In March, already in a state of emergency, baby Laura was born, his first daughter.

Added to this joy of the Vansants is the favourable business evolution, which Aaron promotes with his father and brother, Peter and Micha.

“The pandemic affects our activity positively”, he added to Lusa.

People “try to keep themselves busy in the garden”, in addition to fearing possible failures in access to plant foods, he explains.

"It is a phenomenon that we had already seen in the 2008 crisis. Then, everything returns to the same, unfortunately", predicts the producer.

The company imports seeds and exports some products to Angola and Belgium.

Portuguese-Brazilian publicist Leonardo Simões, with remote roots in Serra da Lousã, resides in Coimbra.

Born in Brazil, 33 years ago, he came with his parents, sister and aunt to Lousã, where these family members settled in 2019.

“I had a great welcome from the Portuguese community.
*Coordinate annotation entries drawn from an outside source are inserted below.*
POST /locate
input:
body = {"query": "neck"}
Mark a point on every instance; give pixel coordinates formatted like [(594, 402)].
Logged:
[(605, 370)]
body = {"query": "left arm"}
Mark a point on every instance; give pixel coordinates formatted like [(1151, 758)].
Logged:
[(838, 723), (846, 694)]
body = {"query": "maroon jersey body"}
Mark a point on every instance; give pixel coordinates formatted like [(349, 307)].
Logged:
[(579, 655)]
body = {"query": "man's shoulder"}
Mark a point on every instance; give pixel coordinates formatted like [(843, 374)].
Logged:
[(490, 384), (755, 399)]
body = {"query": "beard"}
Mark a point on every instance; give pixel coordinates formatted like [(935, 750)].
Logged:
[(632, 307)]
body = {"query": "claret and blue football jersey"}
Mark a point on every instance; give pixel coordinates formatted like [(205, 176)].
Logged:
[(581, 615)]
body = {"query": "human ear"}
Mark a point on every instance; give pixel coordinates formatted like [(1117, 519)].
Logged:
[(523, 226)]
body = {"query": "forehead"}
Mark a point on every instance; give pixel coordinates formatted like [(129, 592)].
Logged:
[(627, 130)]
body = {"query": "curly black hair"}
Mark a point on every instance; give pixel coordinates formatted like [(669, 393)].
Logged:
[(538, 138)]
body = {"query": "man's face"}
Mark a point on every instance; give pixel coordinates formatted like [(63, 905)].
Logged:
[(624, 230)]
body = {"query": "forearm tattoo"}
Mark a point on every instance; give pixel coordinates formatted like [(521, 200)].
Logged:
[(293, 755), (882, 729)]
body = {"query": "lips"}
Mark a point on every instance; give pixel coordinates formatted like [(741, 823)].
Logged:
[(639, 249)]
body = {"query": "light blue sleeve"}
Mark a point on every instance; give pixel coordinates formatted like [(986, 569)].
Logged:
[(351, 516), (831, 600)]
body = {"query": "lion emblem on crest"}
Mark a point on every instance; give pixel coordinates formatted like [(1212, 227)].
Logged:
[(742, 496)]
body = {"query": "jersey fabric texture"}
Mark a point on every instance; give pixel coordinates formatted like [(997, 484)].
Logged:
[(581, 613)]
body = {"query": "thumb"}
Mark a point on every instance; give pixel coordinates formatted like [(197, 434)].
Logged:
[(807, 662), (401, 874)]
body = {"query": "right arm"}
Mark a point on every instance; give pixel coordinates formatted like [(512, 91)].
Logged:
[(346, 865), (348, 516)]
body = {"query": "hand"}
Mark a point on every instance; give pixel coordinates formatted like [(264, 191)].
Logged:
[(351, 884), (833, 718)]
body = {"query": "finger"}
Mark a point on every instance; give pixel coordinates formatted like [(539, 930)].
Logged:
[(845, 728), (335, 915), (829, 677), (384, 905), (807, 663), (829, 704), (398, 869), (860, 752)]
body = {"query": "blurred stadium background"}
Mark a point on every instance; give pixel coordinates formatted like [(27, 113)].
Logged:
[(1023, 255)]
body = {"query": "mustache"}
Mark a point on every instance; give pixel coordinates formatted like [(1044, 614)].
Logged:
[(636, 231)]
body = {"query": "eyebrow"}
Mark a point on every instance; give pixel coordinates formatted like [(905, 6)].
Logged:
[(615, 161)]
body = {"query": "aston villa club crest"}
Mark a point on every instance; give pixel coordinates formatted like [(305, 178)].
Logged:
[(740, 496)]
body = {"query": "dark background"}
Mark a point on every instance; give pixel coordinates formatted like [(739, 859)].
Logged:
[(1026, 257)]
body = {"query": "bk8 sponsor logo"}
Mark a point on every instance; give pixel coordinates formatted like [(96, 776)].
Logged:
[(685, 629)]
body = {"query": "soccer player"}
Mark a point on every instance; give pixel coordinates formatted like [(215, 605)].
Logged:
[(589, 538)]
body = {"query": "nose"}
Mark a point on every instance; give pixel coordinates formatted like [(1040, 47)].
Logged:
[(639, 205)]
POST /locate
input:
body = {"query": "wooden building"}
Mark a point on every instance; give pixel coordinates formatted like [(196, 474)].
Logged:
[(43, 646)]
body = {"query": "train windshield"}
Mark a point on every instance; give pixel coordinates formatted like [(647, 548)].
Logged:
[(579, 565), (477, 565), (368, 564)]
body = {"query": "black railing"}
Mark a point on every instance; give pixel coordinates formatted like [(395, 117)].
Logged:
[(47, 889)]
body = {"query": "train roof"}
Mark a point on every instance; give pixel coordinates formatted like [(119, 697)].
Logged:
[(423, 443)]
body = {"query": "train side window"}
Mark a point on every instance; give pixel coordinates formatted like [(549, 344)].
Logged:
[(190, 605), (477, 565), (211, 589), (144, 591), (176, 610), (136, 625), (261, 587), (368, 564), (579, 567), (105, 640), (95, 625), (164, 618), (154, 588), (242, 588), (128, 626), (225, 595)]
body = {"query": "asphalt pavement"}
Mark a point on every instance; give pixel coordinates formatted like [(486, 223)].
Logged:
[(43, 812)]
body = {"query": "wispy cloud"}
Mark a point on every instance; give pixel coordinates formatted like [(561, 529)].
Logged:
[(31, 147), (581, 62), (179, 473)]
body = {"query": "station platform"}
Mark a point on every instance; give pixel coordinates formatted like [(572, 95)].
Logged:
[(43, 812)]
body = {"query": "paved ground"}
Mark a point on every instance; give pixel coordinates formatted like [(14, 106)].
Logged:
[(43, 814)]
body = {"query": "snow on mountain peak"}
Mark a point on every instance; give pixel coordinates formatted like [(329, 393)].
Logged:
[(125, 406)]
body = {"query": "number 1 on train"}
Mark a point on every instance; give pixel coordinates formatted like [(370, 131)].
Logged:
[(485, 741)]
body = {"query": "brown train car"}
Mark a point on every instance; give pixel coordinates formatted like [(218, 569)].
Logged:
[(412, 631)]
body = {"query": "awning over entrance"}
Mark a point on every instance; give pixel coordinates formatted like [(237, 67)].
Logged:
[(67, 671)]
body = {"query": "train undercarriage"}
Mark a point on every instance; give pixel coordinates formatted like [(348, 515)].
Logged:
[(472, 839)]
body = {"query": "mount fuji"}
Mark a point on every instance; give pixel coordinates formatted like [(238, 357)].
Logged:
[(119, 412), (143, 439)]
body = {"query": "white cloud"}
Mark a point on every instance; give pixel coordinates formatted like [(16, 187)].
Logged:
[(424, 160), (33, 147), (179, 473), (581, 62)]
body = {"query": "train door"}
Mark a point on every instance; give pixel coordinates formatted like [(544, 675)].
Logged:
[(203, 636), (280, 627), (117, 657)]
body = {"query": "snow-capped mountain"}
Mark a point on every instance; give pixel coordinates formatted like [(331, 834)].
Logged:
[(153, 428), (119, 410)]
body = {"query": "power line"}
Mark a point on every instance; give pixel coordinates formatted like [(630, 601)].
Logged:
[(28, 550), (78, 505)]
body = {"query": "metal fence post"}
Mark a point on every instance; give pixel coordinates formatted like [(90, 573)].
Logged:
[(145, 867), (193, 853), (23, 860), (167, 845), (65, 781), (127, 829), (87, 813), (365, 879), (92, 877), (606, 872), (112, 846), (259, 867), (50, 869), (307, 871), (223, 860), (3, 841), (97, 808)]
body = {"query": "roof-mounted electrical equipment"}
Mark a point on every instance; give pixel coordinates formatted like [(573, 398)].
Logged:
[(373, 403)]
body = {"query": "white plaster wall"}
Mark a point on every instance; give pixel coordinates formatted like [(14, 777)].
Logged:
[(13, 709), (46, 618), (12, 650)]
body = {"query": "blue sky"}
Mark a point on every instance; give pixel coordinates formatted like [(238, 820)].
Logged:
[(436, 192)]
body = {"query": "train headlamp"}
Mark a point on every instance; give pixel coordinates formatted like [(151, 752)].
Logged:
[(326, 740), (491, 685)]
I have nothing to point out, here I made many friends and business partners”, he congratulates.

In professional terms, it suffered “a negative but controlled impact”, following the restrictions associated with covid-19.

"Some customers asked me to temporarily end the provision of digital marketing services because of the crisis", he adds, when questioned by Lusa.

However, through telecommuting, he continues to provide services to clients in Brazil and Portugal, "with the same or even better quality".

Leonardo, who spends almost "all the time at home" with a Portuguese girlfriend, already feels "the lack of outdoor activities".

“The first impact I suffered was the cut in financing by Portuguese banks. I was negotiating the purchase of an apartment, but I had to postpone it”, reveals the computer programmer.

In his opinion, it will be necessary to “learn from what is happening, so that there is more preparation for the future”.

German resident Detlef Schafft, 65, has been in Portugal for almost 40 years.

He is an actor, clown and musician, developing his work at Lousã, at Companhia Marimbondo, founded 30 years ago.

In 2019, Detlef and Eva Cabral created the Momo Circus Museum, in partnership with the Chamber.

“The museum is closed, since it is a municipal space. Online yoga classes continue, except that the company has “all shows cancelled”, in some cases until August.

This situation “was a cold shower” for Marimbondo.

“We were going to continue with a lot of activities at Momo and we had to cancel concerts and shows”, in addition to participating in international festivals in Germany and Finland.

Detlef rejects some restrictions imposed by the state of emergency.

“We can't even play on the street to cheer people up”, he criticizes.

The artist also protests against the way “how culture is being treated”.

“Especially the circus, which again does not receive any support from the State. It will be a destroyed year. Our work depends completely on the interaction with people and many projects will not even be premiered”, concludes Detlef Schafft.